Message from Bhagavath Geetha
  • Do not get over excited over happiness and do not get over depressed over sorrow.
  • Do not get over bonded with anyone and anybody because it can lead to problems and sorrow.
  • Never think that my duty is the topmost or lowermost. Every duty is respectful. The responsibility undertaken or given as per the position is the noblest duty.
  • Elevate yourselves, family, society and nation and never denigrate yourselves, family, society and nation.
  • We are our own closest relatives and if not properly utilised we will become our closest enemies.
  • There are possibilities of success and failure in any endeavour. One cannot assure success always.
  • Death is inevitable for everyone in this world. In any endeavour at the maximum an individual may die.
  • People may say good and also they may say bad. Approach them with stabilised mind.

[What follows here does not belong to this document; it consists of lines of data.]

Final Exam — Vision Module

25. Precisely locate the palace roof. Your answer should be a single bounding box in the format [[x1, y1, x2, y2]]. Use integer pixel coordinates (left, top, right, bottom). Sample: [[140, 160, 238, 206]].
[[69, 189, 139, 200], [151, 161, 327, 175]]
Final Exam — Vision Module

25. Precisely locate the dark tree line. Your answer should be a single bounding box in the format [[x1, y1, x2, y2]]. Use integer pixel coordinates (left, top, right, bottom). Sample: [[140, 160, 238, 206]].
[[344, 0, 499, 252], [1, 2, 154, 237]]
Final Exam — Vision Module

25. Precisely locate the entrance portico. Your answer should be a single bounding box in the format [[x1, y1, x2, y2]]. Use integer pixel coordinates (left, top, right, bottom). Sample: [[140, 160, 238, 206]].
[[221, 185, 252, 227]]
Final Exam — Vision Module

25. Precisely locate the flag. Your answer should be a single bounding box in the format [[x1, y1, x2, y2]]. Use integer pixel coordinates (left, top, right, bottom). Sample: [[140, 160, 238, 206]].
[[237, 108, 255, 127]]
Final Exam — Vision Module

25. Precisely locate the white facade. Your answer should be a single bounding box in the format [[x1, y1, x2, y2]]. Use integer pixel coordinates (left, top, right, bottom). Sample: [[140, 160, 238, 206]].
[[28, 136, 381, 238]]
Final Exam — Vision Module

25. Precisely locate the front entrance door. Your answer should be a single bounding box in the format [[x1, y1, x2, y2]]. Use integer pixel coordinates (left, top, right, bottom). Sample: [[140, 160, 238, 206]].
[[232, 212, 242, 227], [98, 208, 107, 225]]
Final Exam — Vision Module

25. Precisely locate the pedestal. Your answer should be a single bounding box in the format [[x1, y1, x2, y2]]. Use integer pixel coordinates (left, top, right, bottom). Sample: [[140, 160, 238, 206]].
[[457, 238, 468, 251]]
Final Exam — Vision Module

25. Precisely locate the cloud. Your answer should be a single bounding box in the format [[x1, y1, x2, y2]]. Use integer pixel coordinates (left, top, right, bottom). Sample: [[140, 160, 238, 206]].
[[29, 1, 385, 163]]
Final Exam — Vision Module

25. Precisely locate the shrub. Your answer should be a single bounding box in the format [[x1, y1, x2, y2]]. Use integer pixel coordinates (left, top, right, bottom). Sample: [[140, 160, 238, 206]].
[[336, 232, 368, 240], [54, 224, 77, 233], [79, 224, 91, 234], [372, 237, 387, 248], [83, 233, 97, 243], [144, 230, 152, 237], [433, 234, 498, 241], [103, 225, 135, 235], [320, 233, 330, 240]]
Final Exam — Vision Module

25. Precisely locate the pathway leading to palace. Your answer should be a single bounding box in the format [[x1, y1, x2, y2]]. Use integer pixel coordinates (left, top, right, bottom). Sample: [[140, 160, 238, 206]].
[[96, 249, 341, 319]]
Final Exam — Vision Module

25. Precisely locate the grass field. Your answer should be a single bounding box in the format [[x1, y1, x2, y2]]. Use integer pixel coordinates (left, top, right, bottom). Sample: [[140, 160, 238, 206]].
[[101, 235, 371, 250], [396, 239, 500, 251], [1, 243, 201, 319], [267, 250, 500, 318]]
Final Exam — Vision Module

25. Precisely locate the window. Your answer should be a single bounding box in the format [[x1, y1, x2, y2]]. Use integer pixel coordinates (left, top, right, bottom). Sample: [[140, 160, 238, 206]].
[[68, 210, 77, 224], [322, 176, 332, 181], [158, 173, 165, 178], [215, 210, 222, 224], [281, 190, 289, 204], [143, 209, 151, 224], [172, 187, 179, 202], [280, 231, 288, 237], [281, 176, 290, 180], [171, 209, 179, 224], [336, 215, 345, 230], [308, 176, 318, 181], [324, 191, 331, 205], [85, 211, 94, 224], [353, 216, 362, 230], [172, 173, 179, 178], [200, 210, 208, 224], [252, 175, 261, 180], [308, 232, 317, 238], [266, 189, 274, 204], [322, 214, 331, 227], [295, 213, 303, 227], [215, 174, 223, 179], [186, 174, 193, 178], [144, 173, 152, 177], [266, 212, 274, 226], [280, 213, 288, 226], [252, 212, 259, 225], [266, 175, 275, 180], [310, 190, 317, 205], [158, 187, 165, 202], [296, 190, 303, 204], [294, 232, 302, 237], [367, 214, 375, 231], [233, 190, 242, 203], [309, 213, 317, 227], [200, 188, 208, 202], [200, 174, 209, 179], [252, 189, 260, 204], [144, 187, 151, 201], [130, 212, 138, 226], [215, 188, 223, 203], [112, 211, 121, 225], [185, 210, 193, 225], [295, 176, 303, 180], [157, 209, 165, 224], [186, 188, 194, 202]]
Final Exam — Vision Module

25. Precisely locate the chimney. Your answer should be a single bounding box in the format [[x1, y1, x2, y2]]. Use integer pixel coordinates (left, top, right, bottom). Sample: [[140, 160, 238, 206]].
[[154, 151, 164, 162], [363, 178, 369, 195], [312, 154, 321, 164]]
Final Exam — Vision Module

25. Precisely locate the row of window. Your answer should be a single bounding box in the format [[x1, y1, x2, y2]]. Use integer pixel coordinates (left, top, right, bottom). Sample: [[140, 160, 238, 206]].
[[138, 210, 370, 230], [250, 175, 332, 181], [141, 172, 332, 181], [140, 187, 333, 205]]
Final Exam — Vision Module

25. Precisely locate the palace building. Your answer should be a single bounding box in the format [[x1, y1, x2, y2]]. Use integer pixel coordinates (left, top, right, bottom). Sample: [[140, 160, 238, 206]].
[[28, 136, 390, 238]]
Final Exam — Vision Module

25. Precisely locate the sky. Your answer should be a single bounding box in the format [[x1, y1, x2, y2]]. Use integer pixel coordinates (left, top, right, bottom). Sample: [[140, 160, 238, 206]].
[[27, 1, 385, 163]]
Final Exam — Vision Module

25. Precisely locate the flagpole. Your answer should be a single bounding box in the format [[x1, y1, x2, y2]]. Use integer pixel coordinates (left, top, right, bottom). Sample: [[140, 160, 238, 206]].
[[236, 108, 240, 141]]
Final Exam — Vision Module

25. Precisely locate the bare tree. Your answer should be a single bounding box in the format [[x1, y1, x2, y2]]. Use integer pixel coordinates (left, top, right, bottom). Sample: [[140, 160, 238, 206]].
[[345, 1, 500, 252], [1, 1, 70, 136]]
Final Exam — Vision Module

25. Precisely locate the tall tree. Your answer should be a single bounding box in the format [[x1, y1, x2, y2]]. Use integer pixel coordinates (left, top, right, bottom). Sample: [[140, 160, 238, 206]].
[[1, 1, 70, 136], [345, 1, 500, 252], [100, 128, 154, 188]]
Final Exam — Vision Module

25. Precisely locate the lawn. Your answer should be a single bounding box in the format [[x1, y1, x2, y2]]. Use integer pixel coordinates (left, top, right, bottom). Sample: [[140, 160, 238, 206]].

  • Take anything after scientifically, logically and rationally analysing them.
  • Perform your duty, responsibility and accept the privileges eligible for you.
  • First change ourselves and then try to change others.
  • We are all instruments /tools in the hands of the nature for performing the duty. So do not think that I am doing the duty. Think that I am an instrument to do the duty.
  • Results of action may not be sweet always. Accept what ever may be the result.
  • Follow the path of great scholars who guided the world. Listen their messages.
  • Results and rewards will come and go but stick to your duty with devotion, dedication and sincerity.